I've been commenting mostly on the reading in Luke, which is fine because I do love Luke, but I need to switch it up just a little. And hopefully I will have a little more time to write some days... Psalm 4 is the reading I really paid attention to today. It's a psalm of David, and speaks of deliverance and struggle and love. I'm just going to write the whole thing, well, because I can :)

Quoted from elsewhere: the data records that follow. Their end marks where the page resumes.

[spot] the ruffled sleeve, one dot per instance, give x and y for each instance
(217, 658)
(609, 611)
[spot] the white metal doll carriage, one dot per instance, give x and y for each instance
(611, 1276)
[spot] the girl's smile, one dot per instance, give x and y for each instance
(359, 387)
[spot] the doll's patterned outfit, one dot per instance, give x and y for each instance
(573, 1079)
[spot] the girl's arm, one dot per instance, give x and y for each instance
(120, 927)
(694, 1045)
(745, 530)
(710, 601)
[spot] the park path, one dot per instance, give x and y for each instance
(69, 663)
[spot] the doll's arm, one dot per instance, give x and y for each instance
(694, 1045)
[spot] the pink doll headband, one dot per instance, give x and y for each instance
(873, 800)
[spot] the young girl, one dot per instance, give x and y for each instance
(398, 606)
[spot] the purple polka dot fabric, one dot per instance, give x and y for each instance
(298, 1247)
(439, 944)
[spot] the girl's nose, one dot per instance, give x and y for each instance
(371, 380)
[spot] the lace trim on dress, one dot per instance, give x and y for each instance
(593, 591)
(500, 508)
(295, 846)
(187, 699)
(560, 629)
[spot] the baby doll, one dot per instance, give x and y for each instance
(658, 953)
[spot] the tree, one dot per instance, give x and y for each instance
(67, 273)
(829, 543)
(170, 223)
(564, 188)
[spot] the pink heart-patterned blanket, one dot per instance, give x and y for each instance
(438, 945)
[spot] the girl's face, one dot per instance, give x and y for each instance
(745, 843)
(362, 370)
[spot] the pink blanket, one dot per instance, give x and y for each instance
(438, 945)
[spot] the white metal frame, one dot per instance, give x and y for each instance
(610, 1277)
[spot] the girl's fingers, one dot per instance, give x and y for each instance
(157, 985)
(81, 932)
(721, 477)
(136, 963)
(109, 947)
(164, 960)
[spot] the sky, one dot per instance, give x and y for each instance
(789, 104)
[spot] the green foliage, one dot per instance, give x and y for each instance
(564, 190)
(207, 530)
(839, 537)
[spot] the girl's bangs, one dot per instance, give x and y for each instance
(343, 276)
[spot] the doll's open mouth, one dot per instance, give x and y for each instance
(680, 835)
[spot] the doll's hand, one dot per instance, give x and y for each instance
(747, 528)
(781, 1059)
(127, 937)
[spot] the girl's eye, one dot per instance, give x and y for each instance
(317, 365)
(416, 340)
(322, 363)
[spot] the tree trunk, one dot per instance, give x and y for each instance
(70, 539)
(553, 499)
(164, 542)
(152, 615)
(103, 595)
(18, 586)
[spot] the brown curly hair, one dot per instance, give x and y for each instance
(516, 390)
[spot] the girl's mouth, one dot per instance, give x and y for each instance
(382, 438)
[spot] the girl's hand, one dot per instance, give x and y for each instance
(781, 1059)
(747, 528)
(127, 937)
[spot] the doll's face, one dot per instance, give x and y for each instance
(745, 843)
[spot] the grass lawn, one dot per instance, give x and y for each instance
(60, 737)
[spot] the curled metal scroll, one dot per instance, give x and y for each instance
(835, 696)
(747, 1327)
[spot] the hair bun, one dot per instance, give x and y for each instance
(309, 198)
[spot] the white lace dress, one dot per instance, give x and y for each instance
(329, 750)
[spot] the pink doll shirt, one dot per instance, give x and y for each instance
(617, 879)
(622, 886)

"Answer me when I call to you, O my righteous God. Give me relief from my distress; be merciful to me and hear my prayer. How long, O men, will you turn my glory into shame? How long will you love delusions and seek false gods? Know that the Lord has set apart the godly for himself; the Lord will hear when I call to him. In your anger do not sin; when you are on your beds, search your hearts and be silent. Offer right sacrifices and trust in the Lord. Many are asking, 'Who can show us any good?' Let the light of your face shine upon us O Lord. You have filled my heart with greater joy than when their grain and new wine abound. I will lie down and sleep in peace, for you alone, O Lord, make me dwell in safety." (Psalm 4)

I love seeing a glimpse of David's heart for God in this. He loves him and trusts him so much. He doesn't wish for anything more than God's love and is satisfied in it. I wish I could say the same. I wish I could always say "Your have filled my heart with greater joy than when their grain and new wine abound..." Sometimes I'm not satisfied. Heck, most days I seem to be thirsting for something other than God. But in everything that I've ever thirsted for or sought after that wasn't God, it didn't give my that peace. God's peace is not a sunny cloudless day with no obligations or fighting or problems. God's peace is something that happens when there ARE problems, and turmoil and hardship and during those times of chaos we feel that we truly are dwelling in safety. That the Lord will hear us when we call. I also love the line from this psalm that says, "In your anger, do not sin; when you are on your beds, search your hearts and be silent." (Psalm 4:4) I love the thought of just laying down on my comfy bed to rest, and examining the depths of my heart and just being silent and listening for God. Not with expectations of an epiphany or of angels popping out of the sky, but just of a heart-surrender to my God. Of waiting and listening and loving all that he is.